14. Statutory and Notification References
- Section 139C, Income-tax Act, 1961 — paperless filing.
- Section 140, Income-tax Act, 1961 — verification of returns.
- Rule 12 read with Rule 14, Income-tax Rules, 1962 — modes of verification (DSC, EVC, Aadhaar OTP, ITR-V).
- CBDT Notification No. 5/2022 dated 29 July 2022 — e-Verification window reduced to 30 days; speed-post date-of-dispatch counted; CPC Bengaluru 560500 address.
- Section 139(4), Income-tax Act, 1961 — belated return; outer limit 31 December 2026 for AY 2026-27.
- Section 139(8A) read with Section 140B, Income-tax Act, 1961 — updated return; 48 months from end of relevant AY (extended by Finance Act, 2025); additional tax of 25 / 50 / 60 / 70 % by time bucket.
- Section 234F, Income-tax Act, 1961 — late filing fee Rs. 5,000 (Rs. 1,000 if total income below Rs. 5 lakh).
- Section 234A, Income-tax Act, 1961 — interest at 1 % per month (or part) for delay in furnishing return.

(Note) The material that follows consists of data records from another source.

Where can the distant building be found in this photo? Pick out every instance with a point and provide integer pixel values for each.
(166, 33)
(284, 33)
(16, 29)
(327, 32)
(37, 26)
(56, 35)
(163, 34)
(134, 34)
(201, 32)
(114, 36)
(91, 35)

- Section 119(2)(b), Income-tax Act, 1961 — CBDT power to condone delay in genuine hardship cases.
- Section 80, Income-tax Act, 1961 — carry-forward of losses requires return filed on or before the due date under Section 139(1) (with limited exceptions).

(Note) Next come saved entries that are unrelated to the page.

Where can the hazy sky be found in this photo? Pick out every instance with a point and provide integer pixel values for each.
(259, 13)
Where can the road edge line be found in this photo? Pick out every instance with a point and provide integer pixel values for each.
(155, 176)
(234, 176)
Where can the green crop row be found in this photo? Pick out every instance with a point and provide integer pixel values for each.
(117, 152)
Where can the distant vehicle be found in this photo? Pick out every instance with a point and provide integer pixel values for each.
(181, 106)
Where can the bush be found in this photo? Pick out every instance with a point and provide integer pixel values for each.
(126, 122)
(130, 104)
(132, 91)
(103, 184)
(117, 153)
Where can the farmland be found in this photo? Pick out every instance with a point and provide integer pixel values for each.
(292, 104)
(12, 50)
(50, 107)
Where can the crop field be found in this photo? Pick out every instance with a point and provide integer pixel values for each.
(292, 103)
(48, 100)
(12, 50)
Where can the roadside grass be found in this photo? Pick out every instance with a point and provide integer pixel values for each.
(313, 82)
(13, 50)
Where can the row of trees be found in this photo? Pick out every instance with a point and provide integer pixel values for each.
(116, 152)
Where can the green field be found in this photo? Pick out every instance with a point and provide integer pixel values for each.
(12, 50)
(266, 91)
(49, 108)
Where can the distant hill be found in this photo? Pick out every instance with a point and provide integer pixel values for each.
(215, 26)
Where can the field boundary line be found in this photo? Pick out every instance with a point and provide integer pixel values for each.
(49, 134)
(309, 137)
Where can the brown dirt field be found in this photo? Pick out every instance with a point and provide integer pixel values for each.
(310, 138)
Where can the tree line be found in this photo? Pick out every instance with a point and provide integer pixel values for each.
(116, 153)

- Section 139AA, Income-tax Act, 1961 — Aadhaar-PAN linkage requirement, basis for Aadhaar OTP verification.
This guide reflects the e-Verification framework as on 6 May 2026. The e-filing portal’s screens, list of authorised banks for net banking and ATM EVC, and ITR-V format can change with portal release notes — verify current screens before depending on the exact wording. For complex authorisation scenarios (HUFs, firms, foreign residents), consult a practising chartered accountant. Nothing on this page is a substitute for professional advice.